Joppa is on the National Register of Historic Places and the image below is a Historic marker for the Colonial town of Joppa.
Below is an artists rendition of what Joppa might have looked like during its heyday in the early 1700's.
The history of this parish is closely entwined with the history of Joppa itself.
The church was one of thirteen in the "Province of Maryland" established in 1692 by Parliament under the direction of William and Mary. It was originally known as Copley Parish, Gunpowder Hundred, named for Lionel Copley, the Royal Governor at the time. The term "hundred" referred to an area containing at least 100 families and capable of calling up one hundred men for military duty, and in the early 1700's, Gunpowder Hundred stretched from Middle River to the east side of the Bush River. Because of the difficulty in travelling such distances by horseback, "chapels of ease" were established within the parish boundaries. One of these was St. John's, which stood where the Officers Club at Edgewood Arsenal is now located.
This building only served for a short time, as the congregation was rapidly moving toward the town of Joppa, which was becoming a thriving seaport, exporting huge quantities of tobacco - up to 30,000 hogsheads a year by some estimates. The exact date the building at Elk Neck was abandoned and the new church built in Joppa is uncertain, but an act of the General Assembly in 1724 made provision for one acre of land to be set aside for St. John's Church.
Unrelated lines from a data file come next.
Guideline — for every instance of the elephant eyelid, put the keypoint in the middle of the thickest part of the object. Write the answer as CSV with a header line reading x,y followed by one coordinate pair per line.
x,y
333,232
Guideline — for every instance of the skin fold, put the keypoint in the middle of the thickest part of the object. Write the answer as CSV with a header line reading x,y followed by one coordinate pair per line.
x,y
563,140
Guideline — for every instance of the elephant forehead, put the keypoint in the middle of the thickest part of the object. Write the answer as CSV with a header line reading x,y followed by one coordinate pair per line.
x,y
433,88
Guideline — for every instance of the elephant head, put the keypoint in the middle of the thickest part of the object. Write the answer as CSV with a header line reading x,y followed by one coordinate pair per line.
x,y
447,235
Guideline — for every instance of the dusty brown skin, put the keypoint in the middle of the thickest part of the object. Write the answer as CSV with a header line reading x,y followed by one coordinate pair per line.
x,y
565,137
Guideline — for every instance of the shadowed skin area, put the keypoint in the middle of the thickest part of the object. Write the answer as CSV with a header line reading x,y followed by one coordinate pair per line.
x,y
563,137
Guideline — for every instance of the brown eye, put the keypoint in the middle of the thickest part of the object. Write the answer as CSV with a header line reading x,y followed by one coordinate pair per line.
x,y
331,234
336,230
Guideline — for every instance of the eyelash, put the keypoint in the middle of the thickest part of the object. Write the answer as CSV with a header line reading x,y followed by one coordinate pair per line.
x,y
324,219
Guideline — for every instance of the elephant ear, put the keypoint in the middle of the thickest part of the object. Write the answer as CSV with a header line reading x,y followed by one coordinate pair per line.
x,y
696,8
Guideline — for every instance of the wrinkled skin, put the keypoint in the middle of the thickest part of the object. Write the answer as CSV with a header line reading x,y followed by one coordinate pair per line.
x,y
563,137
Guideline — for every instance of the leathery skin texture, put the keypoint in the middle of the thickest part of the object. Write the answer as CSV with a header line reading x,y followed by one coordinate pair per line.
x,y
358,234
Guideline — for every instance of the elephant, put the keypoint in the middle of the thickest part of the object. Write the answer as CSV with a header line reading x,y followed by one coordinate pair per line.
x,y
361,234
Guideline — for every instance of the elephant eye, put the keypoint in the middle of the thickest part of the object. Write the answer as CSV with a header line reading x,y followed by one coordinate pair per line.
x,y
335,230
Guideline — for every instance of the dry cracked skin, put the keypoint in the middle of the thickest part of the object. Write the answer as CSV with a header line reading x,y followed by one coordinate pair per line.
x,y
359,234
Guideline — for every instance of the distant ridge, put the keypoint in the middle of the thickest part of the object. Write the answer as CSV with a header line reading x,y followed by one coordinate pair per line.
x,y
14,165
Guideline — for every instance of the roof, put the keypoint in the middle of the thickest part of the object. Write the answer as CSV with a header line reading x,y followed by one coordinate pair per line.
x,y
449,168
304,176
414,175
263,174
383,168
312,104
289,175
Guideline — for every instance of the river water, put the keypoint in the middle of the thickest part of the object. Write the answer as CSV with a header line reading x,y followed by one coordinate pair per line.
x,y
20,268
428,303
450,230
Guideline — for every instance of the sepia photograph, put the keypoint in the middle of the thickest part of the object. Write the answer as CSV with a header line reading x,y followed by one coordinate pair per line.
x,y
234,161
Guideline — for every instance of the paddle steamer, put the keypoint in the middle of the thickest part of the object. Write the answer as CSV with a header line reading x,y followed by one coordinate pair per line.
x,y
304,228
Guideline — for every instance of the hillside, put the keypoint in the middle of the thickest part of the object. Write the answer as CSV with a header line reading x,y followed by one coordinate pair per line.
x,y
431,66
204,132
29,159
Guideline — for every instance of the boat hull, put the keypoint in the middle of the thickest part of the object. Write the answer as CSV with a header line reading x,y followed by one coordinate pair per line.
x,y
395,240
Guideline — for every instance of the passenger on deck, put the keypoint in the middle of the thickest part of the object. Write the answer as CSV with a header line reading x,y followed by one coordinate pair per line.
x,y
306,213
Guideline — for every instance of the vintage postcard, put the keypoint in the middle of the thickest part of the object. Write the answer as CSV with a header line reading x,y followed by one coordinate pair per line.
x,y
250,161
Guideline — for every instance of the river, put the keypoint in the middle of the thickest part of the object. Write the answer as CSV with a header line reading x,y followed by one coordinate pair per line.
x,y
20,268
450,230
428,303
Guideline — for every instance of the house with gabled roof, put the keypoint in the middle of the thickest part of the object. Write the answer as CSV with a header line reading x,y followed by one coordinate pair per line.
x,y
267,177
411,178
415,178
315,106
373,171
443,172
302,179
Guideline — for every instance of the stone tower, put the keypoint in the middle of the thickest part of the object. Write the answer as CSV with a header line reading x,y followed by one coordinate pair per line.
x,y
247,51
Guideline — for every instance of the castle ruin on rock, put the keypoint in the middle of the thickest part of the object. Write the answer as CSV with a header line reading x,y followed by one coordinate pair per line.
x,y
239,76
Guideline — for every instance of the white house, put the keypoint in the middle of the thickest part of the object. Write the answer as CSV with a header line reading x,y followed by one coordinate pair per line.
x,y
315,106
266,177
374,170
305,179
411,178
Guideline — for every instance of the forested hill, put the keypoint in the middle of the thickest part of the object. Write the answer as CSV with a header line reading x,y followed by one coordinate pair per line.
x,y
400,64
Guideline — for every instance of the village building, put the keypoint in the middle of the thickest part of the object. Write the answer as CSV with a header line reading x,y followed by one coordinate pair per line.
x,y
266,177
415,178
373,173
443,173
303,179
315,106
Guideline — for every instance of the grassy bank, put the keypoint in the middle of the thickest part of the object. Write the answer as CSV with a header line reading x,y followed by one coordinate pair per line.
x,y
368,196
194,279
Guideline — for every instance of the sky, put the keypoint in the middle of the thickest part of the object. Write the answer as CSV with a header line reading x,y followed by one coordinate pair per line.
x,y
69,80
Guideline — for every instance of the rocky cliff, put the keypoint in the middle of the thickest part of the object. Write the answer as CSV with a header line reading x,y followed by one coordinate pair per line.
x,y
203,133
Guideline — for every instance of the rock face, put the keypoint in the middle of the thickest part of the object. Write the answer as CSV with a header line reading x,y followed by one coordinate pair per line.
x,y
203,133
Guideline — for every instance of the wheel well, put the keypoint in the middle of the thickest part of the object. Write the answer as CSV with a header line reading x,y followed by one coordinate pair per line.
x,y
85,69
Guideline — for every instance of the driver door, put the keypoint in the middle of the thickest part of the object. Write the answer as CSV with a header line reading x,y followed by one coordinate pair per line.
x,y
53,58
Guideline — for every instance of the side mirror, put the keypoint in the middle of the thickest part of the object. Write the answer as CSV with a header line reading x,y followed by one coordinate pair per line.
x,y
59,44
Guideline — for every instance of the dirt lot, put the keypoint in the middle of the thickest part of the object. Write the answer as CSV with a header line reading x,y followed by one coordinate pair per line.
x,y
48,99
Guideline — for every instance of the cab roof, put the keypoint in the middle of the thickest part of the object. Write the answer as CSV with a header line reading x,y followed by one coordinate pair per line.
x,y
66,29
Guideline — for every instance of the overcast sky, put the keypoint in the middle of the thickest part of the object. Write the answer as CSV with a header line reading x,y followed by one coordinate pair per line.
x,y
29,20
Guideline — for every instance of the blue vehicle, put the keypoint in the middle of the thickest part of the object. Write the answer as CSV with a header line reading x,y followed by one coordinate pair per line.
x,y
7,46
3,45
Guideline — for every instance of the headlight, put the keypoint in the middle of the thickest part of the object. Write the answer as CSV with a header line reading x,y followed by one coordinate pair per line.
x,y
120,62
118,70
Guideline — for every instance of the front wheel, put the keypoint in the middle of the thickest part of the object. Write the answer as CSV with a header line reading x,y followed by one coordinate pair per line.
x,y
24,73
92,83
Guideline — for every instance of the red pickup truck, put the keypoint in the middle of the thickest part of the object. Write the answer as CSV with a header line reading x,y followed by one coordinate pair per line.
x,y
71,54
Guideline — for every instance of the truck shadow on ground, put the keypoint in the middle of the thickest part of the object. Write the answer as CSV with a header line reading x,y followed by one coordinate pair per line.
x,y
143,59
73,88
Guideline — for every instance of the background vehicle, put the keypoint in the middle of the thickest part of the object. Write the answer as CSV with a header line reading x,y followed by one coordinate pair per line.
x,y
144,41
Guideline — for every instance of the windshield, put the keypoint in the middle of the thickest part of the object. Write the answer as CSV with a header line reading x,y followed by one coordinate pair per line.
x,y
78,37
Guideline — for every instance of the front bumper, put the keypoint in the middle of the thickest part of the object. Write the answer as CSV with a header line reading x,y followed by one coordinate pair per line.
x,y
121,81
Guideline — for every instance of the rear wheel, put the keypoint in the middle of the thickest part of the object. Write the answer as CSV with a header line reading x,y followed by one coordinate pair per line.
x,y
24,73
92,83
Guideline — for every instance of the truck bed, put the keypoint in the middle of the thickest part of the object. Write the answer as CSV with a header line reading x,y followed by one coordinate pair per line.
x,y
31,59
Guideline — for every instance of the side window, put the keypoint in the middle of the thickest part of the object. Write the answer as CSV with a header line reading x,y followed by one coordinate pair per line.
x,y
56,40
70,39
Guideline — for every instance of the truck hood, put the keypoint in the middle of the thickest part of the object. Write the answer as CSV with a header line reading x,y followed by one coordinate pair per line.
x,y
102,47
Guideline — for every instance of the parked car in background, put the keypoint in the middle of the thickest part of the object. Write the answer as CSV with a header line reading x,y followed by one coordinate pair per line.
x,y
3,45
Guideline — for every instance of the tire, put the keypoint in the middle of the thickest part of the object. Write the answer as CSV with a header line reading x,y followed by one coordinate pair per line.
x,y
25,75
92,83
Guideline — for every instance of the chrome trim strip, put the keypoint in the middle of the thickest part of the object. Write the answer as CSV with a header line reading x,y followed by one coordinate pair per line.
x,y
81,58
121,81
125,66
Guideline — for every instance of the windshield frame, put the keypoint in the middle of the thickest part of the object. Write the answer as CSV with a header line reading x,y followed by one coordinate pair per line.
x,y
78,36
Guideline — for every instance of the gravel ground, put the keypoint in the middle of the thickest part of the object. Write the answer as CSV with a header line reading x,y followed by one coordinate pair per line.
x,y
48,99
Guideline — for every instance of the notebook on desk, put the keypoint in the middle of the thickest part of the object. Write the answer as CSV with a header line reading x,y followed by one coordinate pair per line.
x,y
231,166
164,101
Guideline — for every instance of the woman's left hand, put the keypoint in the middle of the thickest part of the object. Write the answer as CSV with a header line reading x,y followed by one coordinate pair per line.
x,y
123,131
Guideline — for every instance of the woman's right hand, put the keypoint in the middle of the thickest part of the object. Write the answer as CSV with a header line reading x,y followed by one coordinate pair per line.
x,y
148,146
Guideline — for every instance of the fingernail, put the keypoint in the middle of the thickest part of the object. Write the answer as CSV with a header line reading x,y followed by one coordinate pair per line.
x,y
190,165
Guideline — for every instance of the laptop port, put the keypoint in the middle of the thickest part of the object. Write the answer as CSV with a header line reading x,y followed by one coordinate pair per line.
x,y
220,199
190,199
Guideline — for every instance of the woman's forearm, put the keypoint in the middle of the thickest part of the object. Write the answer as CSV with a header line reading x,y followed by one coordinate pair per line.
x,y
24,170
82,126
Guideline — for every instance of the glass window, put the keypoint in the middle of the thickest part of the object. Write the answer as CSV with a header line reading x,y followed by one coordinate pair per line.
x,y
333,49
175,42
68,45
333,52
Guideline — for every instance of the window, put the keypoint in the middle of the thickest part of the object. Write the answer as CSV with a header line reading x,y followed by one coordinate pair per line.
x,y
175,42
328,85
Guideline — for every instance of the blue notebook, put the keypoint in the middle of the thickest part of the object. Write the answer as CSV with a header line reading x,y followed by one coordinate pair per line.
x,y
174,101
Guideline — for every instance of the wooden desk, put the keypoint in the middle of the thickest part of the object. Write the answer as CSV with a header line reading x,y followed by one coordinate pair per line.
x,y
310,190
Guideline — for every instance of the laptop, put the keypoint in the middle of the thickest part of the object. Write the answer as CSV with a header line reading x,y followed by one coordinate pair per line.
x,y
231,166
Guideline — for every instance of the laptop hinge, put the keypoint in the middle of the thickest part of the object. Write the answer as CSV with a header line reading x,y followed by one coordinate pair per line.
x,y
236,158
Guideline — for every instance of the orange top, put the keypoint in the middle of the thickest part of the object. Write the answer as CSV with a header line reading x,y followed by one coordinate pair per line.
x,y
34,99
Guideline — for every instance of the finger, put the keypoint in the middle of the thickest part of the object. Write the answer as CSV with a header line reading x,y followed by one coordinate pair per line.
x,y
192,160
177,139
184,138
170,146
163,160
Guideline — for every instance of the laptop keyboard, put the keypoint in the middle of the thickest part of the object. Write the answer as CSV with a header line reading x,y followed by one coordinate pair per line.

No matter when it was erected, it apparently was not very well made, for the Vestry minutes are liberally sprinkled with notations that this person or that had been hired to reset brick, build supports to hold up the walls, and so forth. If all of Joppa was as well constructed, it is no wonder that by 1814, the town was abandoned and nothing left but the church, in a state of decay, and four houses.
During its heyday, Joppa was the largest city in the area, with a population of about 300 people. Tobacco plantations surrounded its mile-wide deepwater port, and legislation made 90 pounds of tobacco paid in taxes at Joppa worth 100 pounds elsewhere. There was a considerable trade with Europe and the West Indies. St. John's parish boasted a Communion set given by Queen Anne in 1714. As the county seat, it was the site of court hearings, hangings, elections, cock fights and horse races. All in all, it was quite a place, equal in importance to St. Mary's City or Williamsburg.
Although there were no Revolutionary War battles fought in Maryland, over 200 British war ships sailed past Joppa in August of 1777 on their way to Elkton, where they disembarked to fight in the Battle of Brandywine. Several years later, Lafayette and his troops camped overnight at Foster's Branch en route to Yorktown.
But Joppa's days were numbered. The harbor was silting up, (See photo below) making navigation impossible, and the town of Baltimore was growing in size and importance. When the County Seat was moved to Baltimore, Joppa's days in the sun were over, and it slid into the backwaters of history. St. John's Parish was re-established in Kingsville, on property donated by Edward Day. Most of the original tombstones were uprooted and taken to Kingsville, where they remain. The baptismal font and other furnishings were removed from the crumbling church in Joppa and used in the new building.
When Panitz and Company began to develop the new Joppatowne in 1961, it was discovered the Episcopal Diocese still owned the land once occupied by the church and graveyard. The Reverend Paul Dawson, rector of St. John's approached Mr. Panitz with the deed to the property and proposed building a new church, to be known as The Church of the Resurrection, on the site. Mr. Panitz was very enthusiastic about the project, and agreed to sell us two additional acres. On November 25, 1964, we took title to three acres, two of which we paid for. The third was a gift from Mr. Panitz! He also gave us permission to use a house on Foxwell Drive until such time as the new church was completed. The first building, now used as a Sunday School, was dedicated in 1970. The present sanctuary was completed in 1974.
On March 14, 1967, the old farmhouse that had been erected on the foundations of the original church was burned to begin clearing the grounds for the new construction. Note the McCollough tombstone in the foreground of the picture below. The existence of the old house made for difficult archaeology on the site due to mixing of contemporary items with Colonial Era artifacts.Photos by ROBERT CROOKS The view of the site today.
The foundation bricks from the original Church building on this site may be seen in this view of the preserved site.
The mouth of the Little Gunpowder River at Resurrection. The line of trees on the horizon are beyond Pulaski Highway, over a mile away. The harbor originally extended to that tree line. The photo was taken from the site of the harbor wall where ships the size of the Constellation would have moored.